A hot topic in veterinary medicine these days is cold laser therapy. I’ve been reviewing the theory and research evidence for this treatment regularly from my first review in 2010 to my most recent look at the evidence in 2016. Overall, my conclusions have largely remained the same:
Lasers have significant measurable effects on living tissues in laboratory experiments, so it is plausible that they might have clinical benefits. The extensive research done in humans, however, has so far only found limited evidence to support the use of lasers in a few conditions, and high-quality controlled studies often contradict the positive findings of initial, small and poorly controlled trials.
The experimental evidence in veterinary species is mixed and low quality, and there are no high-quality published clinical trials validating laser therapy for specific indications. It is possible that high-quality research may one day validate some of the claimed benefits for laser therapy. However, at present the best that can be said about this intervention is that it appears promising for some conditions, such as wounds and musculoskeletal pain.

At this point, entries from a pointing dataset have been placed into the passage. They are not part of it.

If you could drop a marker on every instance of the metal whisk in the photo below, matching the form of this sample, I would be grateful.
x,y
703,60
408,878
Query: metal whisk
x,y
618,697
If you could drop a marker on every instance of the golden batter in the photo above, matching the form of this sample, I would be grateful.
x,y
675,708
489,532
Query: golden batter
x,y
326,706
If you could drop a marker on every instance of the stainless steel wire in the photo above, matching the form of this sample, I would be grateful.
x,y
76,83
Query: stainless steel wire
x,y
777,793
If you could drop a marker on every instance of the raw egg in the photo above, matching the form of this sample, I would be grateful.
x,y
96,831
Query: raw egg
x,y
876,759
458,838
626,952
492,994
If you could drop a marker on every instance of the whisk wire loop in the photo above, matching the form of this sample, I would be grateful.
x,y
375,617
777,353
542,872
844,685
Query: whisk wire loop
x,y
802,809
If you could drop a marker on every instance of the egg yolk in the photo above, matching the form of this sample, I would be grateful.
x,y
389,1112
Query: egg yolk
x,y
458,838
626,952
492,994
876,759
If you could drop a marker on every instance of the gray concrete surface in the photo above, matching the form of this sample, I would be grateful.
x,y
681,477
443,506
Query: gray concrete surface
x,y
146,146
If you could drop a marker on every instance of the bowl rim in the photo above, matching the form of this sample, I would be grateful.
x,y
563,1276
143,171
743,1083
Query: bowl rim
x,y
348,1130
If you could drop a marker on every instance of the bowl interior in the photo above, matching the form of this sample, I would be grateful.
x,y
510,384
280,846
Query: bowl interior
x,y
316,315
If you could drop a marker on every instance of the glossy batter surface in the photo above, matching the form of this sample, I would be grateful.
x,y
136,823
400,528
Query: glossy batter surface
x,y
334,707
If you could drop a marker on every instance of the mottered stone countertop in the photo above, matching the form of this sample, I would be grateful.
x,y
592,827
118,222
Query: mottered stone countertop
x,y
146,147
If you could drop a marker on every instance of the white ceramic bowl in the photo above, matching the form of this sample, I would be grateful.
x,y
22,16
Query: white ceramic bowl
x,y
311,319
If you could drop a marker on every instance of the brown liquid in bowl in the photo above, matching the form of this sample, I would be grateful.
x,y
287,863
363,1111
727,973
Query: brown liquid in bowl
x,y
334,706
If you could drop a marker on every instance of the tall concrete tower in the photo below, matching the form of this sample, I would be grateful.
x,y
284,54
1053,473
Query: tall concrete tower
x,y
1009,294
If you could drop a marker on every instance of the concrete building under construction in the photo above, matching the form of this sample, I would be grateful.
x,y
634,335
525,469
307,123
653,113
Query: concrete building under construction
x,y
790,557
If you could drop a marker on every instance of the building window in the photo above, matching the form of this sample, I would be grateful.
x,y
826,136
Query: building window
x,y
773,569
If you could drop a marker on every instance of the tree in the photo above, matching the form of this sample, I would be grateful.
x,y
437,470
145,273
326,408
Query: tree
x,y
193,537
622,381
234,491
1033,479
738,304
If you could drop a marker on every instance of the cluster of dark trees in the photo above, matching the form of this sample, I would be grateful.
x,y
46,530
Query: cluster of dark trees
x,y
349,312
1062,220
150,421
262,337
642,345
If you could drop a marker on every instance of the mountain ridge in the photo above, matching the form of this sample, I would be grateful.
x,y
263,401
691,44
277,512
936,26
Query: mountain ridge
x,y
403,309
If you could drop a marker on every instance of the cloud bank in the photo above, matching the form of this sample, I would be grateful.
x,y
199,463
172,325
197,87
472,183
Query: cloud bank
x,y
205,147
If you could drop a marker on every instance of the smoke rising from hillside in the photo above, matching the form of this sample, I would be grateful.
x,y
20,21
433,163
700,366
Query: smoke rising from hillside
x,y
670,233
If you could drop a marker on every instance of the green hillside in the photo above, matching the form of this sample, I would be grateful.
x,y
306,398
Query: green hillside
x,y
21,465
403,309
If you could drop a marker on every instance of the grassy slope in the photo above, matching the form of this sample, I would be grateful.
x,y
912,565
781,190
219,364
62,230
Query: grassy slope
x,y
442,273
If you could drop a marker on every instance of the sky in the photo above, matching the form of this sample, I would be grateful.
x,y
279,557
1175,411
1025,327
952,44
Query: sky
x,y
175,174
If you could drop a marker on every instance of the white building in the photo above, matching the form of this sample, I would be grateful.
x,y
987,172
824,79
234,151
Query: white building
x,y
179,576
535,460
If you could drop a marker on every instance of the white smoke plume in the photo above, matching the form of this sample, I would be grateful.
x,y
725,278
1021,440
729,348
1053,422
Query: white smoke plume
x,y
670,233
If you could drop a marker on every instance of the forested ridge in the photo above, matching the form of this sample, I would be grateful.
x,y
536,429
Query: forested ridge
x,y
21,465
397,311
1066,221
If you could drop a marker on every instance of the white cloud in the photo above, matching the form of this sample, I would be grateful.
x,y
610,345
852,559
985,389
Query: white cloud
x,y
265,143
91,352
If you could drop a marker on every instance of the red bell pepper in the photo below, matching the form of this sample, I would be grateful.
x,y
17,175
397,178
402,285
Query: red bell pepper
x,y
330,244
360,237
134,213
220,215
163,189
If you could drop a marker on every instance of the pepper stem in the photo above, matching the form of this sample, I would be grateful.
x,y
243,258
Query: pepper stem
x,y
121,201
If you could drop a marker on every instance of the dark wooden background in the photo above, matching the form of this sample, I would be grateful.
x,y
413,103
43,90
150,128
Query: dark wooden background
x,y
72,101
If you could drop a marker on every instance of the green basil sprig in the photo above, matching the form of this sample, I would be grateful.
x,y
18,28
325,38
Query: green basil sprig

The growing popularity of lasers is based largely on anecdotal evidence and economic factors. Laser units are being aggressively marketed to veterinarians, often using unsubstantiated claims of clinical benefits. Laser therapy represents a potential source of income for practitioners and, of course, for laser device manufacturers. It appears likely that this profit potential contributes to an enthusiasm for laser therapy not matched by the quality of scientific evidence for its benefits to patients.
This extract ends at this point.